Neither the high-dose vaccine for those over 65 nor the eggless vaccine will be available at the university-sponsored clinics. Staff, faculty or students who need those types of vaccines are encouraged to seek them through an in-network provider under their insurance plan.
Where else can I get a vaccine, and how much will it cost?
Flu vaccines are covered at no cost as preventive care for faculty and staff on all IU-sponsored health plans, whether the shot is received on campus or through an in-network provider under their insurance plan in the community. Flu vaccines will be available at no cost to students, but insurance will be billed for anyone who has coverage through IU or through a non-IU plan (such as a parent plan).
IU has purchased a larger-than-usual number of flu vaccines this year; however, the university was unable to obtain enough doses to vaccinate all employees and students.
If you cannot attend one of IU’s clinics, suggestions for locations to receive a flu vaccine include:
- Retail pharmacies: Check with your retail pharmacy for influenza shot availability. Employees, students, and covered dependents and spouses enrolled in IU-sponsored medical plans can receive the seasonal flu vaccine at no cost at in-network retail pharmacies, like CVS and Kroger.
- Health care provider: In most cases, your primary-care provider can administer flu shots. Employees, students, and covered dependents and spouses enrolled on IU-sponsored medical plans can receive the seasonal flu vaccine at no cost through their local in-network physician.

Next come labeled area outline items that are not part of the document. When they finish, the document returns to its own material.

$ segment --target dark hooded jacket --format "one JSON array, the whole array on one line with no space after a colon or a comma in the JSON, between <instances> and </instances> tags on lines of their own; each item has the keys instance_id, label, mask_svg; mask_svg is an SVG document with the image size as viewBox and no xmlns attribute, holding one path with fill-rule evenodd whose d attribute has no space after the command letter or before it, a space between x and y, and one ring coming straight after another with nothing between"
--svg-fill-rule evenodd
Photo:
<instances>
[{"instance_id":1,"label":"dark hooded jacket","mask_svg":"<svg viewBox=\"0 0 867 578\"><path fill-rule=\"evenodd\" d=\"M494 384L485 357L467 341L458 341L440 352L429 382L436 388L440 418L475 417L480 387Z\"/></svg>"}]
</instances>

Q: What should I do if I test positive for the flu? Can I get COVID-19 and the flu at the same time? Can I get the flu more than once in a season?
A: If you test positive for the flu, you should remain in isolation until your symptoms improve and you have no fever for 24 hours without using fever-reducing medications. You can have both flu and COVID-19 at the same time. You can also get the flu more than once in a season because often there is more than one type of influenza virus circulating.
Q: How safe are flu vaccines?
A: Flu vaccines have a very good safety profile for individuals above 6 months of age. There are very rare medical exceptions for taking the flu vaccine.
Q: How should I prepare in case I need to isolate at home?
A: We should all be prepared to be in isolation or quarantine this season, either for the flu, COVID-19 or other viral infections. My advice:
- Think ahead of time of the best place where you can safely isolate or quarantine.
- Stock up on food that isn’t easily perishable – think canned soup or other canned products – as well as water, sports drinks and juice.
- Make sure you have at least a 14-day supply of your medications, hand sanitizer and masks for when you go to the doctor’s office or the testing site.
- Stock up on personal supplies, including cold and flu medications, and a first aid kit.